FOR THE DEFENSE (624 pp.) — Lloyd Paul Stryker—Doubleday ($5).
When a professionally partisan trial lawyer such as Manhattan’s Lloyd Paul Stryker turns biographer, he also turns defense counsel. His Andrew Johnson was a passionate defense of Lincoln’s maligned successor in which spleen ran as deep as fact. Now in For the Defense he still writes like a lawyer on retainer, but his defense is framed in frank hero worship. The hero: Thomas Erskine, great 18th Century English barrister and Whig Lord Chancellor of England in the reign of George III.
Thomas Erskine, son of the Scottish 10th Earl of Buchan, is still regarded by many legal scholars as the greatest advocate ever to come before a jury. Usually “for the defense,” he pleaded the most historic cases in one of England’s most history-packed periods. For his time, he was the great courtroom defender of English civil liberties.

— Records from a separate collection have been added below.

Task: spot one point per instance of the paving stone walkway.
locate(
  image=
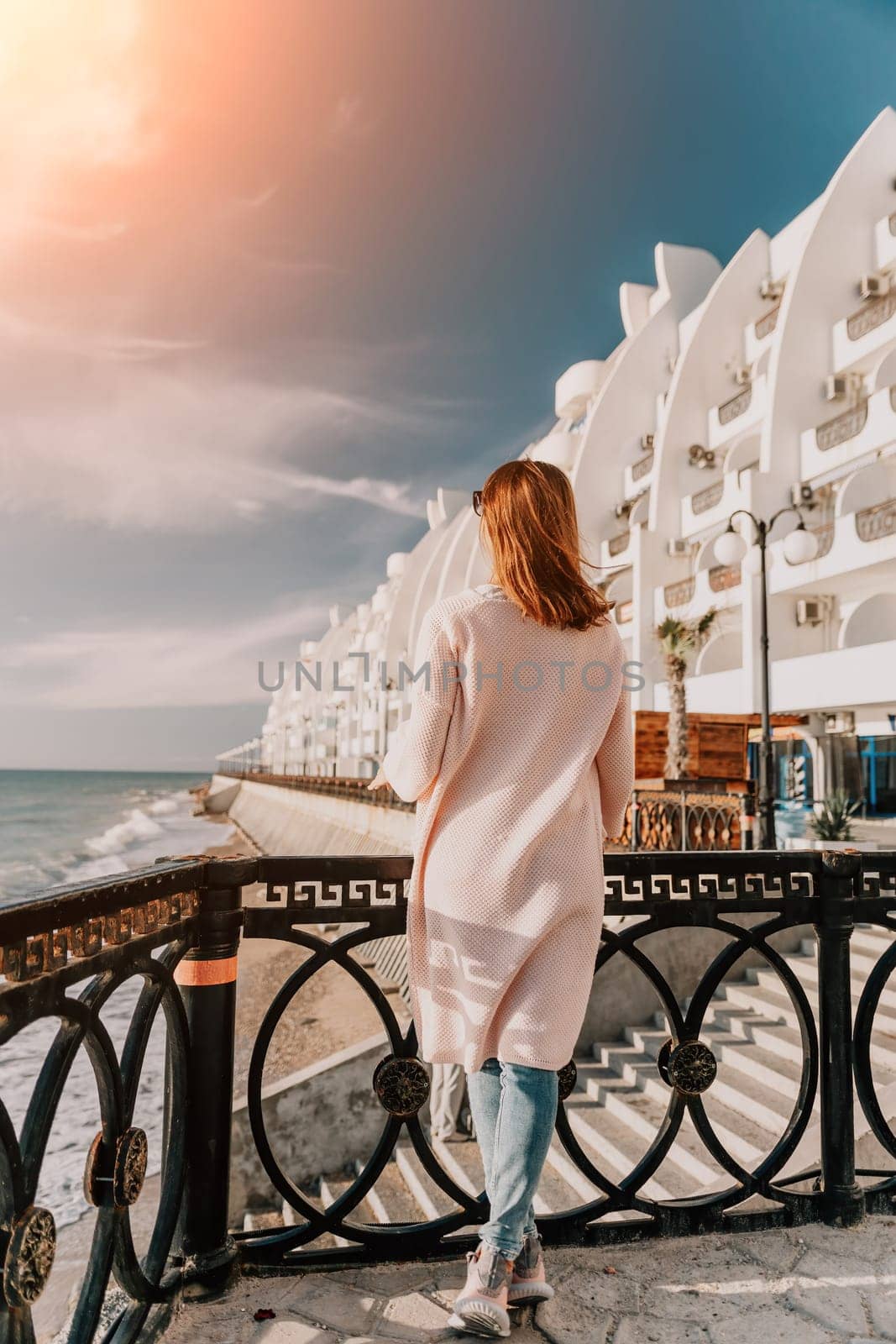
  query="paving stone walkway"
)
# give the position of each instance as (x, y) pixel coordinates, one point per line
(808, 1285)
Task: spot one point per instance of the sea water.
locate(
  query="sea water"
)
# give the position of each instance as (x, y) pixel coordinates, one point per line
(58, 827)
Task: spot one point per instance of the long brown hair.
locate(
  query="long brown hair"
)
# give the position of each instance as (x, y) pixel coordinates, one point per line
(532, 533)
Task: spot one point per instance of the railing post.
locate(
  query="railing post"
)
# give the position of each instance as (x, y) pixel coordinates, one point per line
(842, 1200)
(207, 981)
(747, 816)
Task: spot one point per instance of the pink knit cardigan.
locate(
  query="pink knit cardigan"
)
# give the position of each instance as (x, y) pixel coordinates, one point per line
(519, 754)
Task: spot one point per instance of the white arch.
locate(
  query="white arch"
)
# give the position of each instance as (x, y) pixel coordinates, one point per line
(872, 622)
(701, 380)
(821, 291)
(872, 484)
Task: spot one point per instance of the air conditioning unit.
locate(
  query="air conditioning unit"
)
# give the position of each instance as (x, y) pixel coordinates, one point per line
(836, 387)
(810, 611)
(873, 286)
(700, 456)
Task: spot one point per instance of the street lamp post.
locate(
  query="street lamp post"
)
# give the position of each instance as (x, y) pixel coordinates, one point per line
(730, 549)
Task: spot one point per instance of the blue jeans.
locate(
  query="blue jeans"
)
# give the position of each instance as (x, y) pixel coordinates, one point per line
(513, 1109)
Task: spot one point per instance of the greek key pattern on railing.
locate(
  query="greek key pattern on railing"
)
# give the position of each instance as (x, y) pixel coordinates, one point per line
(723, 577)
(766, 324)
(871, 316)
(841, 428)
(642, 467)
(730, 410)
(654, 895)
(731, 906)
(680, 593)
(705, 501)
(876, 522)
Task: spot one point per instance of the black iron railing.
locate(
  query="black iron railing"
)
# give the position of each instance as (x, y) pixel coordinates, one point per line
(177, 927)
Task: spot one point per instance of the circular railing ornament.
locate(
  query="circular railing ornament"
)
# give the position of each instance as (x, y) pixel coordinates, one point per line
(567, 1079)
(402, 1085)
(29, 1256)
(689, 1066)
(128, 1169)
(129, 1173)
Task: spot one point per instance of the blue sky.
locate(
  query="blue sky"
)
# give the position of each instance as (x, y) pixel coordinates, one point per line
(275, 273)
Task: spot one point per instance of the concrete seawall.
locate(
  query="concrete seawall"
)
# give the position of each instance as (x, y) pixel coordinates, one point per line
(281, 820)
(295, 822)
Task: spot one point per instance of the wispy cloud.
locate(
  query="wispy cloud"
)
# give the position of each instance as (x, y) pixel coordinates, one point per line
(160, 449)
(143, 665)
(349, 120)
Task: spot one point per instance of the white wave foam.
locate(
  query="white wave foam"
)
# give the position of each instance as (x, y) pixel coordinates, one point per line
(163, 806)
(136, 827)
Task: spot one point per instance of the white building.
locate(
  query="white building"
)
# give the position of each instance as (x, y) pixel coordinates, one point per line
(739, 387)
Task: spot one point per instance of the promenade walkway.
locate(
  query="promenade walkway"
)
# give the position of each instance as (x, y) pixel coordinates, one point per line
(806, 1285)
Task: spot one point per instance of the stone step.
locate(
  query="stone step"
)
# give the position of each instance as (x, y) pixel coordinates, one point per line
(746, 1140)
(806, 971)
(390, 1200)
(864, 953)
(871, 940)
(332, 1187)
(430, 1198)
(738, 1092)
(775, 1007)
(644, 1113)
(768, 980)
(614, 1148)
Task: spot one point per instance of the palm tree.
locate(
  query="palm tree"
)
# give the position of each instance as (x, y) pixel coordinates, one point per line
(678, 638)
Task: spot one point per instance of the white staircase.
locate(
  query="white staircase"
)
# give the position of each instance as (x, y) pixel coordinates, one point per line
(620, 1102)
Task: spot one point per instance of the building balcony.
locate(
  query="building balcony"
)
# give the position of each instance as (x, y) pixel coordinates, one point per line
(853, 432)
(853, 542)
(624, 613)
(637, 475)
(835, 679)
(758, 335)
(866, 331)
(616, 549)
(719, 586)
(886, 241)
(738, 414)
(711, 504)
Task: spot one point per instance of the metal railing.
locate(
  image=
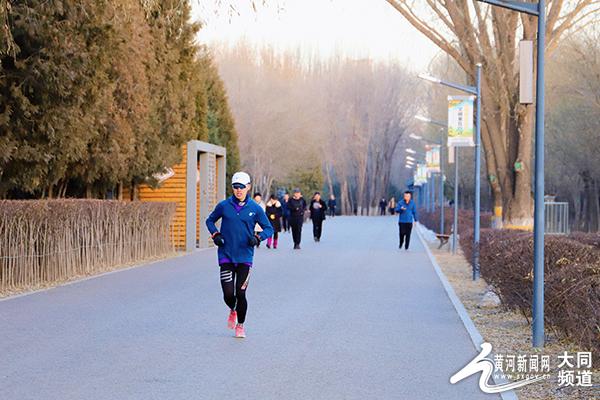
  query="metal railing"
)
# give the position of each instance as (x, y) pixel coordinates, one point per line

Come Down, Thomas. The promise Stryker holds out in his prologue is a rich one: “Come down, then, Thomas Erskine, from those pedestals and canvases. Let us see and hear you not only as the eyes of genius knew you, but as your witnesses and judges saw you, and your London juries, whose affections you so often stormed. Let us see you panting in the dust and heat of the arena, see you as the great Chief Justice, Lord Mansfield, so often saw you, as your clients . . . and so many others saw you when they listened, spellbound and enthralled, while you were championing not their rights alone, but the rights of all men who possess the priceless heritage of liberty under English law. . . . Burst your marble fetters! Strip off your cerements of oil and canvas!”
Biographer Stryker’s strip job, for all his courtroom ardor, is disappointing. At such length that tedium is the payoff, he uses conventional history to sketch in the political background for Erskine’s cases. Thus he and the reader lose sight of Erskine for pages at a time. The mighty barrister emerges as less a man than a disembodied voice making noble utterances.
Gleeful Lectures. In the end, it is his biographer who has all the fun. Stryker quotes endlessly from Erskine’s speeches, revels in his courtroom technique, lectures the reader gleefully in little asides on the art of pleading. Sample: “[The lawyer] must do the jury’s thinking for them, yet with such tact that they are led to the belief that it is they, and not the advocate, who have unraveled the tangled skein.” Stryker, who once had to ask a prosecutor what he meant by the expression “taking it on the lam,” will find many of his readers in flight long before they finish For the Defense.